Jewish Community Centre Toronto

Yesterday I took my first yoga class in the history of my non-flexible life.

I was in over my head, and after an hour of being improperly attired, gasping, wobbling dangerously and lurching about as if blindfolded, existing wholly out of synch with the rest of the class, two other students actually approached me to offer me some consolation. They wanted me to know that it took them years to reach the levels they had achieved, and that given time, I might, too. The instructor, who was kind and helpful, as I am led to believe all yoga instructors are, told me that she did not want me to hurt myself and that perhaps I should try a less challenging branch of yoga.

I couldn’t have agreed more.

I had of course imagined this day many times, picturing myself as the funny, if slightly creepy, older guy in the back row. I would make friends and surprise everybody with what a quick study I was. However, instead of being securely positioned in the back, slacker row, I was placed in the front row by the attentive and concerned instructor, and wasn’t able to prove myself funny to my peers as I was always out of breath, in pain or struggling in some other manner. To everybody else in the room, I probably appeared kind of sad and a little bit distracting. It wasn’t that everybody was looking at me it was more that everybody wasn’t looking at me, as if they couldn’t bear to watch, as I was a grim reminder of human mortality. I felt like a salesman nobody wanted to make eye contact with, like a person with a dry, hacking cough, or even a completely different species, some doomed sea creature that washed up on the beach and was covered in oil. I was conspicuously “the other.”
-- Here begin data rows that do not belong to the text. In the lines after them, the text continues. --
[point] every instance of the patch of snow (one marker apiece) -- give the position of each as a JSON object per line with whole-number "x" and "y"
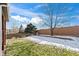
{"x": 63, "y": 43}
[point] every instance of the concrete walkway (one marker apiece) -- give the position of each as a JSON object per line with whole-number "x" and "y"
{"x": 63, "y": 43}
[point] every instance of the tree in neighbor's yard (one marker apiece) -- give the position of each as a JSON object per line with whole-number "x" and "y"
{"x": 30, "y": 29}
{"x": 54, "y": 16}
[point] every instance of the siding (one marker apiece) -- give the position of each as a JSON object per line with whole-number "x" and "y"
{"x": 69, "y": 31}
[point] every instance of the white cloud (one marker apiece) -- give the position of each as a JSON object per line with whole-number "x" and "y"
{"x": 36, "y": 20}
{"x": 37, "y": 7}
{"x": 20, "y": 18}
{"x": 24, "y": 12}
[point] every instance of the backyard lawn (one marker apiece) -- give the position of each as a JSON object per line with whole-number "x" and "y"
{"x": 25, "y": 47}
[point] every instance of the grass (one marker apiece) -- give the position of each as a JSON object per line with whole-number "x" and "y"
{"x": 22, "y": 47}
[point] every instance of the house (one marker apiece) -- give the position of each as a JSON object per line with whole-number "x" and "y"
{"x": 68, "y": 31}
{"x": 3, "y": 19}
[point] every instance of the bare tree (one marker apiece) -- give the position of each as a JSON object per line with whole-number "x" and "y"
{"x": 53, "y": 19}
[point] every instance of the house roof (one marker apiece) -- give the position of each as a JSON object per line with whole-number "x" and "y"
{"x": 4, "y": 10}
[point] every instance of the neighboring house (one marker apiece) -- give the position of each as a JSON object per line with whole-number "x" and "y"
{"x": 3, "y": 19}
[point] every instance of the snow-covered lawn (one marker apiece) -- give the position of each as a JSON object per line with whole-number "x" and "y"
{"x": 71, "y": 43}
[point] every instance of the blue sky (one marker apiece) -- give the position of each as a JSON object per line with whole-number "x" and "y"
{"x": 24, "y": 13}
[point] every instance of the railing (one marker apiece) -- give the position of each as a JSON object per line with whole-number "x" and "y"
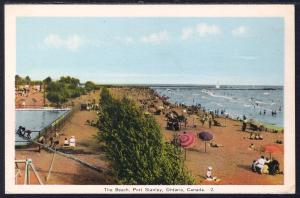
{"x": 59, "y": 122}
{"x": 54, "y": 126}
{"x": 39, "y": 134}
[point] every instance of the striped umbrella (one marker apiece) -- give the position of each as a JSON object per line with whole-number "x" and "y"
{"x": 272, "y": 149}
{"x": 186, "y": 140}
{"x": 205, "y": 136}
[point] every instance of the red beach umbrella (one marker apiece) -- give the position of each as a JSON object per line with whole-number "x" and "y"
{"x": 186, "y": 140}
{"x": 272, "y": 149}
{"x": 205, "y": 136}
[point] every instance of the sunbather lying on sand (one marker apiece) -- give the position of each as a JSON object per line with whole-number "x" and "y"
{"x": 209, "y": 176}
{"x": 215, "y": 145}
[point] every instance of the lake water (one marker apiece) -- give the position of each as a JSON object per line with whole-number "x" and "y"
{"x": 36, "y": 120}
{"x": 235, "y": 100}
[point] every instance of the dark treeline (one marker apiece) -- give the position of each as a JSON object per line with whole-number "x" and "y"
{"x": 135, "y": 147}
{"x": 59, "y": 91}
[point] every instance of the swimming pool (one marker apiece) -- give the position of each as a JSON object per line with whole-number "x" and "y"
{"x": 36, "y": 120}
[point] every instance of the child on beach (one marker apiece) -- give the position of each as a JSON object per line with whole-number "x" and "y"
{"x": 72, "y": 141}
{"x": 66, "y": 142}
{"x": 209, "y": 175}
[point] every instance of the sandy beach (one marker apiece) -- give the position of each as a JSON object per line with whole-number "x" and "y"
{"x": 231, "y": 162}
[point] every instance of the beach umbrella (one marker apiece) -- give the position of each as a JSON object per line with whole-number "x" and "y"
{"x": 205, "y": 136}
{"x": 186, "y": 140}
{"x": 271, "y": 149}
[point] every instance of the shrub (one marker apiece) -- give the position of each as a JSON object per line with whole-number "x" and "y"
{"x": 135, "y": 147}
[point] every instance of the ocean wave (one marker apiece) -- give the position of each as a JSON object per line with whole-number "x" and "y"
{"x": 215, "y": 95}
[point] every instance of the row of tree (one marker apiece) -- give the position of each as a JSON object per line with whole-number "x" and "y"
{"x": 135, "y": 146}
{"x": 26, "y": 81}
{"x": 61, "y": 90}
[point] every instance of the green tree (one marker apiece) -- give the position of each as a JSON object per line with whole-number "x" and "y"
{"x": 18, "y": 80}
{"x": 135, "y": 147}
{"x": 89, "y": 86}
{"x": 27, "y": 79}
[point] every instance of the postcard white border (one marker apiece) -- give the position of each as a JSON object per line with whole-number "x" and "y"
{"x": 285, "y": 11}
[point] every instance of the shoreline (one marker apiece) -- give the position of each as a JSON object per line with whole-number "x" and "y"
{"x": 267, "y": 125}
{"x": 239, "y": 154}
{"x": 235, "y": 154}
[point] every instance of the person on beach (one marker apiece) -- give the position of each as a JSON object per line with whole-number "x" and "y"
{"x": 209, "y": 122}
{"x": 244, "y": 125}
{"x": 203, "y": 120}
{"x": 28, "y": 132}
{"x": 259, "y": 164}
{"x": 41, "y": 140}
{"x": 21, "y": 130}
{"x": 209, "y": 175}
{"x": 72, "y": 141}
{"x": 66, "y": 142}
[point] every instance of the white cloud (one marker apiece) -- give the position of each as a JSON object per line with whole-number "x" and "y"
{"x": 72, "y": 42}
{"x": 247, "y": 57}
{"x": 53, "y": 40}
{"x": 126, "y": 40}
{"x": 187, "y": 33}
{"x": 129, "y": 40}
{"x": 204, "y": 30}
{"x": 240, "y": 31}
{"x": 156, "y": 38}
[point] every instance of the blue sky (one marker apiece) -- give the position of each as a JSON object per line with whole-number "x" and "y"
{"x": 156, "y": 50}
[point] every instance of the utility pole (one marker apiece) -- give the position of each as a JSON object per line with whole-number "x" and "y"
{"x": 44, "y": 94}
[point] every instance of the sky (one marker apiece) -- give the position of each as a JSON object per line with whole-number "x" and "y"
{"x": 153, "y": 50}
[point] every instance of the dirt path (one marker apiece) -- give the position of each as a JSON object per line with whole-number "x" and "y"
{"x": 231, "y": 163}
{"x": 66, "y": 171}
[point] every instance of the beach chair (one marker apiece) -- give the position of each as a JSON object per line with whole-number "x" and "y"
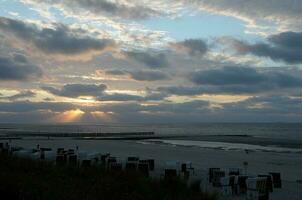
{"x": 61, "y": 160}
{"x": 240, "y": 186}
{"x": 257, "y": 189}
{"x": 131, "y": 165}
{"x": 116, "y": 166}
{"x": 133, "y": 159}
{"x": 104, "y": 159}
{"x": 143, "y": 168}
{"x": 211, "y": 173}
{"x": 86, "y": 163}
{"x": 234, "y": 171}
{"x": 73, "y": 160}
{"x": 170, "y": 174}
{"x": 276, "y": 179}
{"x": 226, "y": 187}
{"x": 218, "y": 174}
{"x": 269, "y": 181}
{"x": 60, "y": 150}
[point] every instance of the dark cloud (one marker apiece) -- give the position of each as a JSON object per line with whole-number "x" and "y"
{"x": 286, "y": 47}
{"x": 58, "y": 40}
{"x": 152, "y": 60}
{"x": 106, "y": 7}
{"x": 140, "y": 75}
{"x": 151, "y": 96}
{"x": 27, "y": 106}
{"x": 148, "y": 75}
{"x": 17, "y": 67}
{"x": 20, "y": 95}
{"x": 195, "y": 47}
{"x": 228, "y": 76}
{"x": 76, "y": 90}
{"x": 116, "y": 72}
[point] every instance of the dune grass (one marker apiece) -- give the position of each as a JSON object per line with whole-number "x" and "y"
{"x": 26, "y": 179}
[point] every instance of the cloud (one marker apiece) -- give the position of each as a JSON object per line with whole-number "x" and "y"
{"x": 150, "y": 96}
{"x": 126, "y": 9}
{"x": 20, "y": 95}
{"x": 286, "y": 47}
{"x": 140, "y": 75}
{"x": 194, "y": 47}
{"x": 150, "y": 59}
{"x": 239, "y": 80}
{"x": 27, "y": 106}
{"x": 148, "y": 75}
{"x": 57, "y": 40}
{"x": 18, "y": 68}
{"x": 257, "y": 13}
{"x": 77, "y": 90}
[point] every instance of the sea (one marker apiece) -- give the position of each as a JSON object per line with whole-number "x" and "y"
{"x": 279, "y": 137}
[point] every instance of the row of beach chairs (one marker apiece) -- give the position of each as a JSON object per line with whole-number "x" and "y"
{"x": 227, "y": 182}
{"x": 232, "y": 182}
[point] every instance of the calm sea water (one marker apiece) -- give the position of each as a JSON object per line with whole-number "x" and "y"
{"x": 214, "y": 135}
{"x": 271, "y": 130}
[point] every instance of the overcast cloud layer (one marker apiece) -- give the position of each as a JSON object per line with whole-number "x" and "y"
{"x": 73, "y": 61}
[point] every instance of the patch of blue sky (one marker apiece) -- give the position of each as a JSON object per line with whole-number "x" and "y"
{"x": 201, "y": 25}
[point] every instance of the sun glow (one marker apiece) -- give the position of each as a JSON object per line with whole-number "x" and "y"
{"x": 69, "y": 116}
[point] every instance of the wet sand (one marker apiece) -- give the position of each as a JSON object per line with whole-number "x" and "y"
{"x": 288, "y": 164}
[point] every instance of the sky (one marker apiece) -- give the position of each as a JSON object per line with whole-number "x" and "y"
{"x": 150, "y": 61}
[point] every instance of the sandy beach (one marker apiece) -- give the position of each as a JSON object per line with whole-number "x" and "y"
{"x": 259, "y": 162}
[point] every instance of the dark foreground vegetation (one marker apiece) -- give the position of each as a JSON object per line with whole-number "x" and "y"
{"x": 26, "y": 179}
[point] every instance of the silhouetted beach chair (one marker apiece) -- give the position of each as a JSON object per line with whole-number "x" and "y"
{"x": 170, "y": 174}
{"x": 73, "y": 160}
{"x": 143, "y": 168}
{"x": 227, "y": 184}
{"x": 269, "y": 181}
{"x": 133, "y": 159}
{"x": 211, "y": 173}
{"x": 240, "y": 184}
{"x": 131, "y": 166}
{"x": 86, "y": 163}
{"x": 61, "y": 160}
{"x": 257, "y": 189}
{"x": 276, "y": 179}
{"x": 116, "y": 166}
{"x": 217, "y": 175}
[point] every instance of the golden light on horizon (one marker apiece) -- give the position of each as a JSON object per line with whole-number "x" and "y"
{"x": 105, "y": 116}
{"x": 69, "y": 116}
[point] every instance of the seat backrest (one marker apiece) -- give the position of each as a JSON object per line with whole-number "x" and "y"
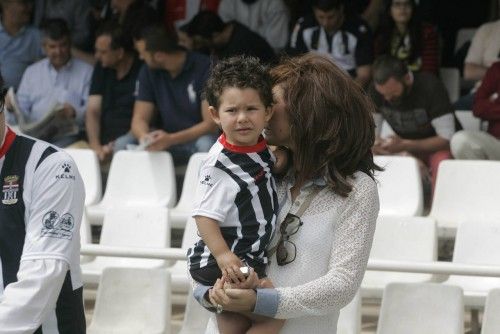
{"x": 190, "y": 234}
{"x": 468, "y": 120}
{"x": 478, "y": 243}
{"x": 350, "y": 317}
{"x": 195, "y": 317}
{"x": 88, "y": 165}
{"x": 190, "y": 182}
{"x": 466, "y": 190}
{"x": 136, "y": 227}
{"x": 450, "y": 77}
{"x": 399, "y": 186}
{"x": 411, "y": 308}
{"x": 132, "y": 300}
{"x": 491, "y": 318}
{"x": 140, "y": 178}
{"x": 405, "y": 238}
{"x": 85, "y": 237}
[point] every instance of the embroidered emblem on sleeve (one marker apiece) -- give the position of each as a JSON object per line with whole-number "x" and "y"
{"x": 66, "y": 172}
{"x": 55, "y": 226}
{"x": 10, "y": 189}
{"x": 206, "y": 181}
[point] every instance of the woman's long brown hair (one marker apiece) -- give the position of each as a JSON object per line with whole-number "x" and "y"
{"x": 331, "y": 122}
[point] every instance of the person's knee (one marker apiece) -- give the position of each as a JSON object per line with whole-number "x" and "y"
{"x": 460, "y": 145}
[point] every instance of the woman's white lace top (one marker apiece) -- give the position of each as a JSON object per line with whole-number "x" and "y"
{"x": 333, "y": 246}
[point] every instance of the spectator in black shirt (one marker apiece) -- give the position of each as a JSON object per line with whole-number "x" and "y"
{"x": 227, "y": 39}
{"x": 111, "y": 96}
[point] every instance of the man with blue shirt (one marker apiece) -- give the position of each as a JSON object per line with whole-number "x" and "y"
{"x": 19, "y": 43}
{"x": 172, "y": 83}
{"x": 57, "y": 80}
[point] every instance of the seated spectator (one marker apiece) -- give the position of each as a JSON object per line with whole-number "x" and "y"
{"x": 134, "y": 16}
{"x": 111, "y": 97}
{"x": 75, "y": 12}
{"x": 403, "y": 35}
{"x": 171, "y": 84}
{"x": 417, "y": 107}
{"x": 483, "y": 52}
{"x": 227, "y": 39}
{"x": 346, "y": 39}
{"x": 478, "y": 144}
{"x": 20, "y": 43}
{"x": 269, "y": 18}
{"x": 58, "y": 79}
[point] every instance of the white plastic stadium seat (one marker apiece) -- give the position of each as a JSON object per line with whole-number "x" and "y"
{"x": 137, "y": 179}
{"x": 430, "y": 308}
{"x": 466, "y": 190}
{"x": 403, "y": 239}
{"x": 399, "y": 186}
{"x": 130, "y": 227}
{"x": 182, "y": 211}
{"x": 88, "y": 165}
{"x": 195, "y": 317}
{"x": 180, "y": 281}
{"x": 491, "y": 318}
{"x": 350, "y": 317}
{"x": 132, "y": 301}
{"x": 85, "y": 238}
{"x": 476, "y": 243}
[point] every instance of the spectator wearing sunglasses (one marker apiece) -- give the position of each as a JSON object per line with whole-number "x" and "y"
{"x": 236, "y": 208}
{"x": 325, "y": 120}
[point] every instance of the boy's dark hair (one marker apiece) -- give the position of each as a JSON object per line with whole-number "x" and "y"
{"x": 55, "y": 29}
{"x": 386, "y": 67}
{"x": 118, "y": 38}
{"x": 327, "y": 5}
{"x": 204, "y": 24}
{"x": 240, "y": 72}
{"x": 158, "y": 39}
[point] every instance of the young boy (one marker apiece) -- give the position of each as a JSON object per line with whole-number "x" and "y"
{"x": 236, "y": 208}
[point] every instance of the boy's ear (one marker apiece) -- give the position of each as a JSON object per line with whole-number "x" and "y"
{"x": 269, "y": 113}
{"x": 214, "y": 114}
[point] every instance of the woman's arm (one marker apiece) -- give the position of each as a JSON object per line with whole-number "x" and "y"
{"x": 352, "y": 242}
{"x": 334, "y": 290}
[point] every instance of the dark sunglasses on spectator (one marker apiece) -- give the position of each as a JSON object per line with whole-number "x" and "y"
{"x": 286, "y": 251}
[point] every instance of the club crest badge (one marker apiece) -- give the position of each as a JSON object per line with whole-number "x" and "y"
{"x": 10, "y": 189}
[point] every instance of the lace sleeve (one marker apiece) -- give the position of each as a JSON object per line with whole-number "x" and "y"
{"x": 352, "y": 241}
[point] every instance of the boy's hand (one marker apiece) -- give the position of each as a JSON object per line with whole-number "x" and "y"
{"x": 251, "y": 282}
{"x": 230, "y": 265}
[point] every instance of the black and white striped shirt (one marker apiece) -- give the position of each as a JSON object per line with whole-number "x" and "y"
{"x": 236, "y": 188}
{"x": 41, "y": 208}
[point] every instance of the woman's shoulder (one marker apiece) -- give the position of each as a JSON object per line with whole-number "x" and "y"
{"x": 363, "y": 186}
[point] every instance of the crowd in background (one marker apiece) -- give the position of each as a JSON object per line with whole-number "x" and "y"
{"x": 131, "y": 73}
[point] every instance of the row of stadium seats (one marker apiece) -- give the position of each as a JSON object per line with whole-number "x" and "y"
{"x": 465, "y": 190}
{"x": 137, "y": 301}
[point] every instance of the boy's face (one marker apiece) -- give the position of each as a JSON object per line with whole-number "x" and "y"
{"x": 241, "y": 115}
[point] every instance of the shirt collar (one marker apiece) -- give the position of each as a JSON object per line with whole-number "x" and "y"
{"x": 65, "y": 67}
{"x": 259, "y": 147}
{"x": 7, "y": 141}
{"x": 318, "y": 181}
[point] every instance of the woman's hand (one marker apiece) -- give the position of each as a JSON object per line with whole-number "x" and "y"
{"x": 235, "y": 300}
{"x": 251, "y": 282}
{"x": 230, "y": 265}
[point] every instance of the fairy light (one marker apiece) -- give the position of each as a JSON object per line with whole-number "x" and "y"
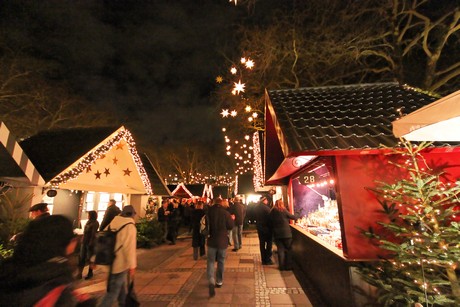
{"x": 86, "y": 161}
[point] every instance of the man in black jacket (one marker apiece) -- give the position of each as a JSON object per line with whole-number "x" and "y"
{"x": 111, "y": 212}
{"x": 220, "y": 222}
{"x": 239, "y": 210}
{"x": 264, "y": 232}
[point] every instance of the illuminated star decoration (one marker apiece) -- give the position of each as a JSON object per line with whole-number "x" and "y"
{"x": 224, "y": 113}
{"x": 239, "y": 87}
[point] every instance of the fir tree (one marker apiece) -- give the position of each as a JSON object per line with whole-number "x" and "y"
{"x": 420, "y": 236}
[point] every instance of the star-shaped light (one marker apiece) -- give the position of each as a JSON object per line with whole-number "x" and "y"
{"x": 127, "y": 172}
{"x": 224, "y": 113}
{"x": 239, "y": 87}
{"x": 249, "y": 64}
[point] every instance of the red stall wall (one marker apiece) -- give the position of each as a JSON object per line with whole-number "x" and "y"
{"x": 359, "y": 206}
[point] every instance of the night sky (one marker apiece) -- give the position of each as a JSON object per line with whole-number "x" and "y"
{"x": 151, "y": 63}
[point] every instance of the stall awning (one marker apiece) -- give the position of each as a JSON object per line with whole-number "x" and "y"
{"x": 438, "y": 121}
{"x": 14, "y": 163}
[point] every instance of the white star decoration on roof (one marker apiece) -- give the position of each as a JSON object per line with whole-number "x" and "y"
{"x": 249, "y": 64}
{"x": 224, "y": 113}
{"x": 239, "y": 87}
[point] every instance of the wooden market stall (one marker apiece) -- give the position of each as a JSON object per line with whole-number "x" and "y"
{"x": 325, "y": 145}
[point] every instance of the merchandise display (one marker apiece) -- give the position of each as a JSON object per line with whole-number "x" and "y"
{"x": 324, "y": 223}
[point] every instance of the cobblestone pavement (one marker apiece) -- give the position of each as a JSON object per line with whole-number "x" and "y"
{"x": 168, "y": 276}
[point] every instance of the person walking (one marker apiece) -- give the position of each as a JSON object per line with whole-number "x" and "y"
{"x": 163, "y": 217}
{"x": 111, "y": 212}
{"x": 279, "y": 223}
{"x": 125, "y": 258}
{"x": 87, "y": 245}
{"x": 220, "y": 221}
{"x": 264, "y": 232}
{"x": 198, "y": 240}
{"x": 39, "y": 273}
{"x": 239, "y": 210}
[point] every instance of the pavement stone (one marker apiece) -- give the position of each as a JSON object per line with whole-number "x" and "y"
{"x": 167, "y": 275}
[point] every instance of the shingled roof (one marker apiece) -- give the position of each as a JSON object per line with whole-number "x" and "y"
{"x": 341, "y": 117}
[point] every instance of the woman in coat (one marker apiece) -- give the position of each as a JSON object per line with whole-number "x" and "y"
{"x": 198, "y": 240}
{"x": 279, "y": 223}
{"x": 87, "y": 244}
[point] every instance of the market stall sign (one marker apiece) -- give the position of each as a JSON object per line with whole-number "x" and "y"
{"x": 308, "y": 178}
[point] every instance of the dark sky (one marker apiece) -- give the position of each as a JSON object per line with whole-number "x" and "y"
{"x": 153, "y": 63}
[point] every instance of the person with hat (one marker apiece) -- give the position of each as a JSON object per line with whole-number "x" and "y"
{"x": 39, "y": 210}
{"x": 39, "y": 272}
{"x": 125, "y": 262}
{"x": 264, "y": 232}
{"x": 111, "y": 212}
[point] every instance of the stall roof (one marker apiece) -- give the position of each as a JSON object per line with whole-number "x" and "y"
{"x": 101, "y": 159}
{"x": 438, "y": 121}
{"x": 15, "y": 166}
{"x": 306, "y": 122}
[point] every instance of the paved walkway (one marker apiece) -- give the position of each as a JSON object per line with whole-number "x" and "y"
{"x": 168, "y": 276}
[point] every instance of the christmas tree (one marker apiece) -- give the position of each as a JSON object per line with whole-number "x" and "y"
{"x": 419, "y": 236}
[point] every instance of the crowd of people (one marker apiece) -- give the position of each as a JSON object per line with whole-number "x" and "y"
{"x": 39, "y": 273}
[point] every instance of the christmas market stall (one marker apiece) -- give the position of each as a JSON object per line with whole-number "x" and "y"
{"x": 83, "y": 168}
{"x": 325, "y": 145}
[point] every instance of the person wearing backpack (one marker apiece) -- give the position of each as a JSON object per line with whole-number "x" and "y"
{"x": 125, "y": 261}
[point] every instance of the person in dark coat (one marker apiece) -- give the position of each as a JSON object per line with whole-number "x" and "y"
{"x": 220, "y": 222}
{"x": 111, "y": 212}
{"x": 198, "y": 240}
{"x": 163, "y": 217}
{"x": 239, "y": 211}
{"x": 87, "y": 244}
{"x": 279, "y": 223}
{"x": 39, "y": 273}
{"x": 262, "y": 210}
{"x": 174, "y": 219}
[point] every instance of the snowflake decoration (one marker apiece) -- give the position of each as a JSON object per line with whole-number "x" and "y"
{"x": 239, "y": 87}
{"x": 249, "y": 64}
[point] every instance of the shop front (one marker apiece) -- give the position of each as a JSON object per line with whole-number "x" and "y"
{"x": 330, "y": 146}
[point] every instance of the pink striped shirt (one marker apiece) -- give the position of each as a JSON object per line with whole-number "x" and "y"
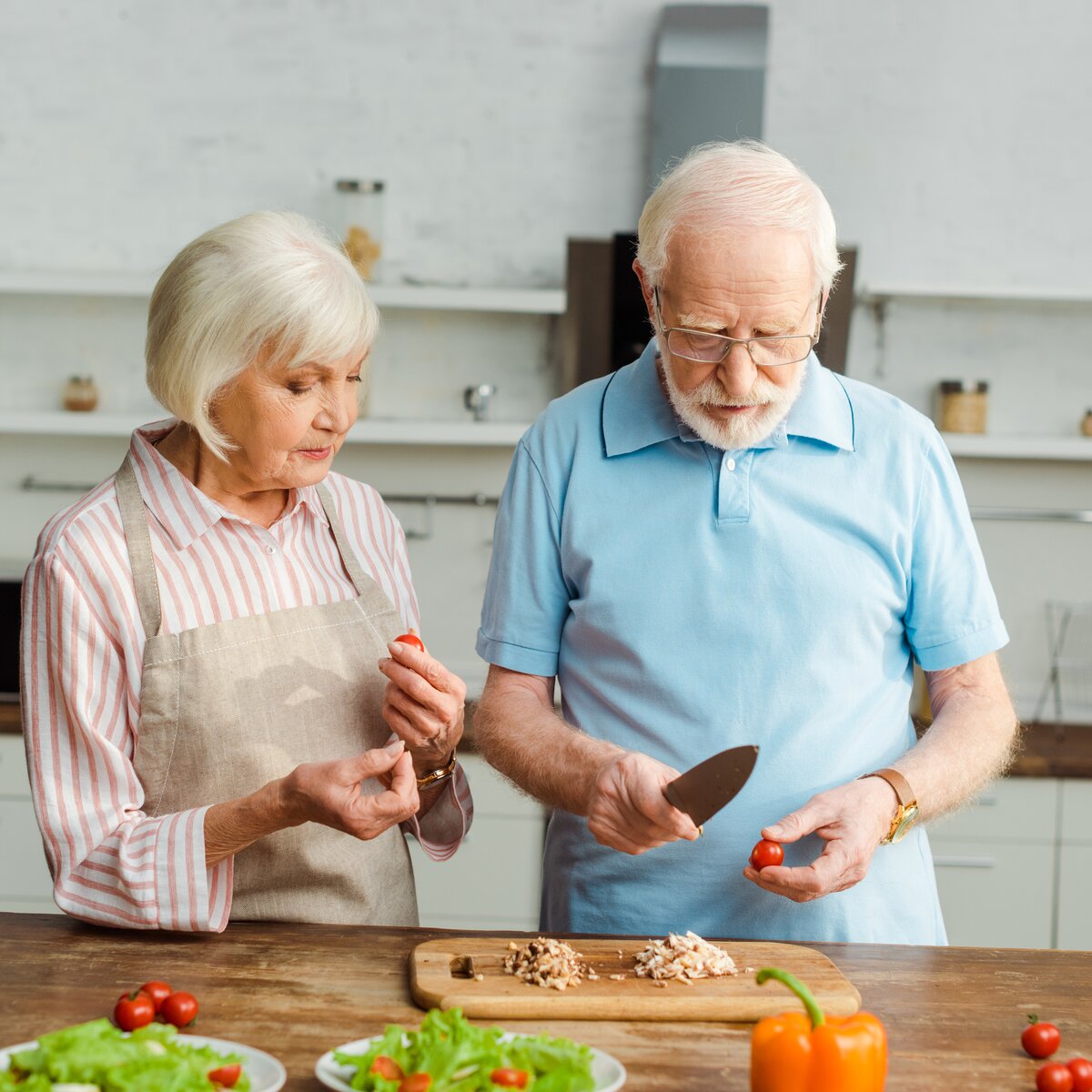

From various angles, as I looked up and into the mirror in front of the class, I saw spread out behind me rows upon rows of beautiful, graceful people moving in perfect, almost effortless harmony. It was as if, dying in battle, I saw fleets of angels waiting behind me to carry me home.

No matter, I am going to keep trying, just a much tamer version. Clearly POWER YOGA is not for me, but even so, it was a fun and worthwhile experience, however it was obvious that even within the apparent inclusion of such an enterprise, a person such as me, so out of place and asymmetrical, really would have been a continued disruption. My incompetence, even my spirit of incompetence, was ruining the vibe and rendering the holy sanctuary muddy, and I felt like I’d just done a cannonball into the cool, tranquil pool from which all had come to drink after their hard days work.